Archived version: archive.is/…/ars-technica-pulls-article-with-ai-f…
Submitted 22 hours ago by BrikoX@lemmy.zip to technology@lemmy.zip
A story about an AI generated article contained fabricated, AI generated quotes.
Archived version: archive.is/…/ars-technica-pulls-article-with-ai-f…
It sucks that of all articles this happened to, it was to the “OpenClaw Hit-piece one”.
That was such a ridiculous event and having a good article by a big outlet covering it is good, but it has now been retracted and totally overshadowed by this.
I don’t understand how hard it is to just like, not cheat.
Have some self-respect.
Because of money. Why pay someone to do actual work when you can get an AI to plagiarise and hallucinate for free?

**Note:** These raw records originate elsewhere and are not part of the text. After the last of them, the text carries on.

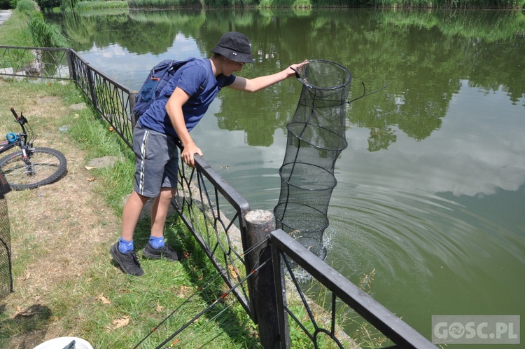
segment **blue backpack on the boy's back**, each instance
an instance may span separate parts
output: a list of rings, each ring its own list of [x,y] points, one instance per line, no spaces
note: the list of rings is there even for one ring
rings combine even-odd
[[[155,65],[137,94],[137,102],[135,102],[135,106],[133,107],[135,117],[139,118],[148,110],[153,101],[159,97],[160,91],[162,91],[162,88],[165,87],[177,69],[193,60],[197,60],[197,58],[189,58],[188,60],[163,60]],[[204,83],[204,85],[205,84],[206,83]],[[200,88],[202,90],[204,86]]]

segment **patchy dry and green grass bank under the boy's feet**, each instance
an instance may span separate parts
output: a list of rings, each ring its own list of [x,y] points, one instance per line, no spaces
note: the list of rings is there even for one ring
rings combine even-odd
[[[180,307],[141,346],[154,348],[214,304],[225,290],[176,217],[169,219],[165,235],[189,258],[178,264],[143,260],[147,275],[143,278],[125,275],[111,263],[107,251],[119,235],[123,197],[131,190],[133,156],[91,109],[67,107],[83,102],[72,87],[0,83],[7,97],[0,102],[0,130],[13,127],[8,113],[13,105],[30,123],[34,121],[40,135],[37,145],[54,139],[53,147],[69,160],[68,175],[57,183],[8,193],[15,293],[2,302],[0,348],[22,348],[22,342],[36,345],[66,335],[86,338],[97,348],[133,348]],[[68,125],[66,135],[57,131],[62,125]],[[85,169],[91,158],[109,155],[125,160],[105,169]],[[92,182],[87,180],[91,176]],[[28,207],[31,212],[25,212]],[[148,218],[140,221],[139,247],[148,238],[149,224]],[[175,339],[193,348],[195,343],[202,348],[206,343],[217,348],[258,345],[253,323],[230,297],[188,324]]]

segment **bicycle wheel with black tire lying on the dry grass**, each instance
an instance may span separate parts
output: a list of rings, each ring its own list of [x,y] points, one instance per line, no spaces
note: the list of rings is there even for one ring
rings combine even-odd
[[[34,189],[59,179],[66,171],[64,154],[51,148],[34,148],[30,157],[31,168],[22,159],[22,151],[10,153],[0,160],[0,169],[14,190]]]

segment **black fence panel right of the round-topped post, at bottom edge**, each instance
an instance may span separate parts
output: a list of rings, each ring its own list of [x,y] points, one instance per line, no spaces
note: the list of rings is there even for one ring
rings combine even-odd
[[[276,293],[288,295],[288,303],[283,297],[277,297],[281,327],[279,333],[288,333],[288,328],[282,325],[286,324],[285,317],[288,317],[290,322],[295,322],[295,325],[304,331],[315,348],[323,348],[323,345],[333,348],[333,345],[330,347],[327,342],[339,348],[356,348],[353,346],[356,343],[353,343],[352,338],[347,338],[341,329],[349,327],[350,320],[357,314],[388,338],[389,342],[395,343],[388,348],[435,348],[435,345],[381,306],[363,289],[346,280],[284,231],[273,231],[270,244],[275,279],[290,280],[276,283]],[[301,287],[306,284],[315,289],[316,294],[323,295],[321,301],[314,304],[309,301]],[[349,306],[350,309],[345,309],[345,306]],[[321,311],[319,307],[323,307]],[[363,325],[361,322],[359,324]],[[381,338],[372,338],[372,335],[367,338],[365,331],[361,331],[360,336],[361,341],[376,341],[370,343],[375,348],[388,343],[383,343]],[[283,338],[288,340],[289,336]],[[280,348],[290,348],[286,340],[281,342]]]

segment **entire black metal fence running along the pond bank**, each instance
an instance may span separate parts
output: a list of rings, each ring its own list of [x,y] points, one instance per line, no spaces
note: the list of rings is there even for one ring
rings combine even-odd
[[[63,53],[63,57],[57,52]],[[27,77],[27,71],[24,72],[20,67],[48,55],[56,59],[47,58],[45,63],[37,64],[40,67],[38,78],[72,79],[92,102],[94,109],[132,147],[132,131],[136,122],[132,109],[136,93],[92,67],[75,51],[0,46],[0,75]],[[49,62],[59,65],[51,68],[52,63]],[[62,67],[66,63],[68,69]],[[60,75],[64,71],[68,71],[69,75]],[[288,323],[304,334],[304,340],[311,342],[315,348],[324,347],[325,344],[328,345],[326,348],[351,348],[355,343],[346,335],[344,321],[351,312],[360,315],[390,340],[381,343],[395,343],[392,348],[435,348],[412,327],[283,231],[274,231],[265,237],[269,239],[272,249],[271,263],[267,264],[267,268],[274,270],[274,273],[270,273],[274,280],[269,280],[269,283],[276,285],[274,294],[277,304],[269,306],[276,306],[278,321],[274,323],[262,316],[258,317],[253,308],[255,292],[249,291],[253,287],[249,283],[251,279],[248,278],[248,286],[238,285],[239,281],[252,273],[246,261],[246,254],[253,249],[246,238],[245,216],[250,210],[246,200],[204,159],[196,156],[195,167],[181,165],[179,168],[179,193],[173,204],[211,262],[223,275],[225,283],[233,289],[246,313],[260,328],[269,327],[275,332],[274,338],[279,343],[274,343],[272,348],[290,348],[293,345],[290,343]],[[304,273],[307,273],[307,280],[316,280],[318,290],[325,289],[325,292],[332,294],[328,306],[314,306],[306,296],[307,292],[302,289],[305,283],[299,280],[297,273],[302,275],[303,280]],[[295,303],[290,299],[298,301]],[[257,301],[265,302],[267,299]],[[291,303],[295,306],[290,306]],[[339,305],[349,310],[338,312],[336,308]],[[314,308],[316,310],[312,310]],[[372,345],[381,346],[381,343]]]

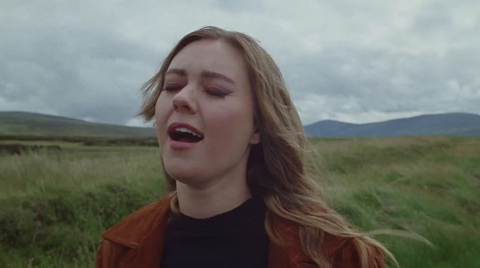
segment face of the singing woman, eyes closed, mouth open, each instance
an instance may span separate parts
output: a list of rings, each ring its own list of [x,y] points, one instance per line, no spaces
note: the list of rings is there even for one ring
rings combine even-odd
[[[253,124],[245,61],[219,40],[199,40],[168,66],[155,107],[164,167],[177,181],[201,186],[246,169]]]

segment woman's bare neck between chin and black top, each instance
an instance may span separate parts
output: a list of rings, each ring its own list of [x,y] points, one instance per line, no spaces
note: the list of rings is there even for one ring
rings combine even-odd
[[[196,219],[206,219],[240,206],[252,195],[246,174],[226,176],[204,187],[193,187],[177,181],[180,212]]]

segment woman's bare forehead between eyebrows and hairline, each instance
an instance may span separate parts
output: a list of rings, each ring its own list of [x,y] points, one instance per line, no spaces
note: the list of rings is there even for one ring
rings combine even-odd
[[[187,75],[211,71],[234,80],[248,80],[241,52],[221,40],[204,39],[188,44],[173,58],[168,66],[172,68],[184,69]]]

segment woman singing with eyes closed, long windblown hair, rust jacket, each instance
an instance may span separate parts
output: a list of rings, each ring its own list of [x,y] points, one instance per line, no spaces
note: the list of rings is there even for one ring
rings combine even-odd
[[[168,197],[103,234],[96,267],[381,268],[378,242],[316,194],[280,70],[245,34],[204,27],[144,85]]]

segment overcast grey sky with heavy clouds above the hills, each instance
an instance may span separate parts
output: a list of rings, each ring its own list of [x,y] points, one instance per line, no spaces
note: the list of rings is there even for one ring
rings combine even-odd
[[[139,88],[207,25],[260,40],[304,124],[480,114],[478,0],[0,0],[0,110],[142,125]]]

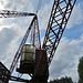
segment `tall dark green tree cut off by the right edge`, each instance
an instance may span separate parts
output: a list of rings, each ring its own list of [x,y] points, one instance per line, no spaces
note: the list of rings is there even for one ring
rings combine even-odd
[[[79,72],[79,83],[83,83],[83,56],[80,59],[77,72]]]

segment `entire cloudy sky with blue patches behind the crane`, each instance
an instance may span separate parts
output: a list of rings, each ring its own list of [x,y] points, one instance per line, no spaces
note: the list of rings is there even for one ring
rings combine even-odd
[[[38,4],[40,6],[38,8]],[[0,0],[0,10],[34,12],[39,9],[39,27],[43,41],[53,0]],[[31,18],[0,19],[0,61],[9,69]],[[83,0],[77,0],[50,65],[50,77],[71,76],[77,81],[79,59],[83,56]],[[11,83],[11,82],[10,82]]]

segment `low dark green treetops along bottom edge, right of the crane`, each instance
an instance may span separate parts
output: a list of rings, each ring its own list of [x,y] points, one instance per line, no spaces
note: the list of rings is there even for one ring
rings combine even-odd
[[[71,77],[61,77],[61,79],[56,79],[54,81],[50,81],[50,83],[73,83]]]

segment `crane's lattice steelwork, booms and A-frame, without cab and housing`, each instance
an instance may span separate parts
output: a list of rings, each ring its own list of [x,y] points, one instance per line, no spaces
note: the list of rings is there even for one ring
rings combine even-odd
[[[42,49],[46,50],[48,65],[51,64],[51,61],[55,54],[56,48],[60,43],[60,40],[61,40],[64,29],[68,24],[68,21],[70,19],[70,15],[72,13],[75,2],[76,2],[76,0],[54,0],[54,2],[53,2],[50,20],[48,23],[48,28],[46,28],[46,32],[45,32],[45,37],[44,37],[44,41],[43,41],[43,45],[42,45]],[[34,18],[32,19],[31,24],[28,28],[28,30],[23,37],[23,40],[14,55],[14,59],[10,66],[10,74],[12,74],[12,72],[20,59],[21,49],[22,49],[23,44],[25,44],[29,35],[31,35],[31,43],[33,45],[35,45],[35,48],[38,50],[41,49],[38,17],[35,13],[9,11],[9,10],[0,11],[0,18],[17,18],[17,17],[28,17],[28,15],[33,15]],[[14,76],[11,76],[10,80],[29,82],[23,79],[18,80],[18,77],[14,77]]]

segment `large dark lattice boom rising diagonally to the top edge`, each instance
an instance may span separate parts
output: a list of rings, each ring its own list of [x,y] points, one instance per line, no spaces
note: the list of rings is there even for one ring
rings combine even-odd
[[[46,50],[49,65],[54,56],[75,2],[76,0],[54,0],[42,46]]]

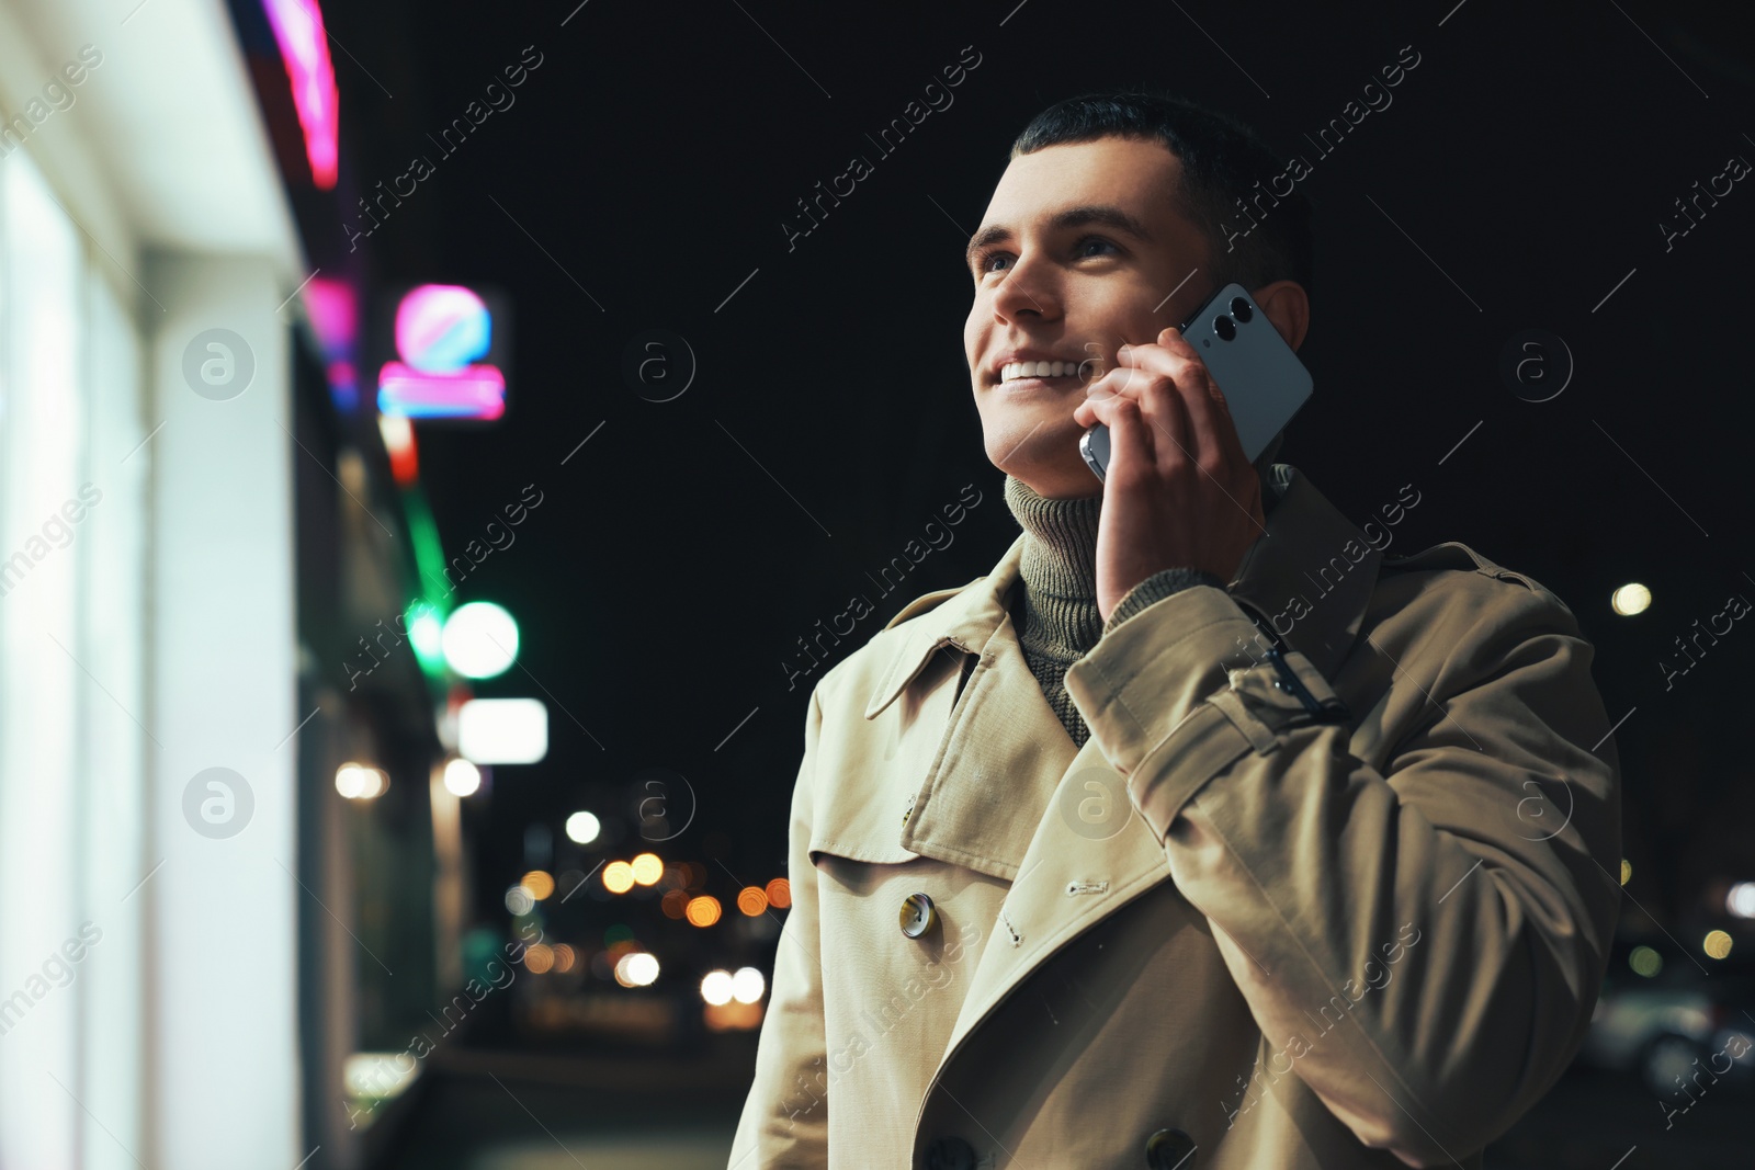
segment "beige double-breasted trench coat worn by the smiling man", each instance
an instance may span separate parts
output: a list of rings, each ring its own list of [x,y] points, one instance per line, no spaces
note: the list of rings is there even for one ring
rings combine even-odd
[[[1272,474],[1227,591],[1069,670],[1083,749],[1007,614],[1021,535],[820,679],[732,1170],[1479,1166],[1555,1082],[1620,898],[1594,649]]]

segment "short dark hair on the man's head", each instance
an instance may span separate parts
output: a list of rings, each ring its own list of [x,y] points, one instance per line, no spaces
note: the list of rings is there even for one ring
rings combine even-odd
[[[1267,189],[1286,168],[1255,130],[1165,93],[1086,93],[1057,102],[1030,119],[1011,144],[1011,158],[1097,139],[1157,140],[1181,160],[1183,182],[1172,200],[1206,237],[1218,284],[1236,281],[1257,289],[1274,281],[1297,281],[1311,291],[1309,200],[1297,186],[1290,195]],[[1265,196],[1255,191],[1257,184]],[[1244,203],[1246,218],[1239,203],[1251,195],[1260,198]]]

AI does not lie. People using untrustworthy AI lie when they promote it as their own work.
I’m pretty sure it lies
Saying Generative AI lies is attributing the ability to reason to it. That’s not what it’s doing. It can’t think. It doesn’t “understand”.
So at best it can fabricate information by choosing the statistically best word that comes next based on its training set. That’s why there is a distinction between Generative AI hallucinations and actual lying. Humans lie. They tell untruths because they have a motive to. The Generative AI can’t have a motive.
People made AI to lie. When companies make something that does not work and promote it as reliable, that’s on the people doing that.
When faulty products are used by people, that’s on them.
I can no more blame AI than I could a car used during a robbery . Both are tools
AI does not lie.
Last year AI claimed “bleach” is a popular pizza topping. Nobody claimed this as their own work. It’s just what a chatbot said.
Are you saying AI didn’t lie? Is bleach a popular pizza topping?
What it did was assemble words based on a statistical probability model. It’s not lying because it doesn’t want to deceive, because it has no wants and no concept of truth or deception.
Of course, it sure looks like it’s telling the truth. Google engineered it that way, putting it in front of actual search results. IMO the head liar is Sundar Pichai, the man who decided to show it to people.
To be able to lie, you need to know what truth is. AI doesn’t know that, these tools don’t have the concept of right vs wrong nor truth vs lie.
What they do is assemble words based on statistical patterns of languages.
“bleach is a popular pizza topping”, from the “perspective” of AI, is just a sequence of words that works in the English language, it has no meaning to them.
Being designed to create language patterns in a statistical way is the reason why they hallucinate, but you can’t call those “lies” because AI tools have no such concept.
AI has a high rate of hallucinations…
How was this not caught by the editor?
Replaced the editor with AI too.
terminatortwo@piefed.social 22 hours ago
What a shame. I’ve subscribed to ars for years. Their response was disappointing, it doesn’t talk about what happened and what they’re doing to make sure it doesn’t happen again.
Nothing about how they handled them makes me trust that they won’t do it again.
zkfcfbzr@lemmy.world 20 hours ago
I think their response is perfectly reasonable. They took the article down and replaced it with an explanation of why, and posted an extremely visible retraction with open comments on their front page. They even reached out and apologized to the person who had the made-up quote attributed to them.
There are so many other outlets that would have just quietly taken the original article down without notice, or perhaps even just left it up.
TheOneCurly@feddit.online 20 hours ago
But like what am I supposed to do when senior ai reporter Benj writes his next piece? Ars works because the writers are generally experienced in the topics and do analysis and provide insight. Do we just accept that chatgpt is the new head ai writer with a meat puppet? They need to address the trust issue before this is resolved.
ooterness@lemmy.world 22 hours ago
I wouldn’t go that far. The article was posted Friday afternoon, and blew up over the weekend. Once the problem was known, the article was taken down quickly. We’ll see what happens when the editorial staff is back in the office in Monday.
terminatortwo@piefed.social 22 hours ago
They already posted their response: https://arstechnica.com/staff/2026/02/editors-note-retraction-of-article-containing-fabricated-quotations/
BrikoX@lemmy.zip 20 hours ago
Assuming they are not lying about their internal policies (nobody disputed that at the moment), it’s already not allowed and this was writer fuck-up. Benj Edwards “Senior AI Reporter”, co-author of that article took the blame for it.
The article was also removed after 1 hour and 42 minutes on a Friday. That’s faster than most other publications able to include update note in my experience (when they bother in the first place).
Apart from punishing this writer for breaking the internal policy I’m not sure what else they can do here to satisfy your concerns.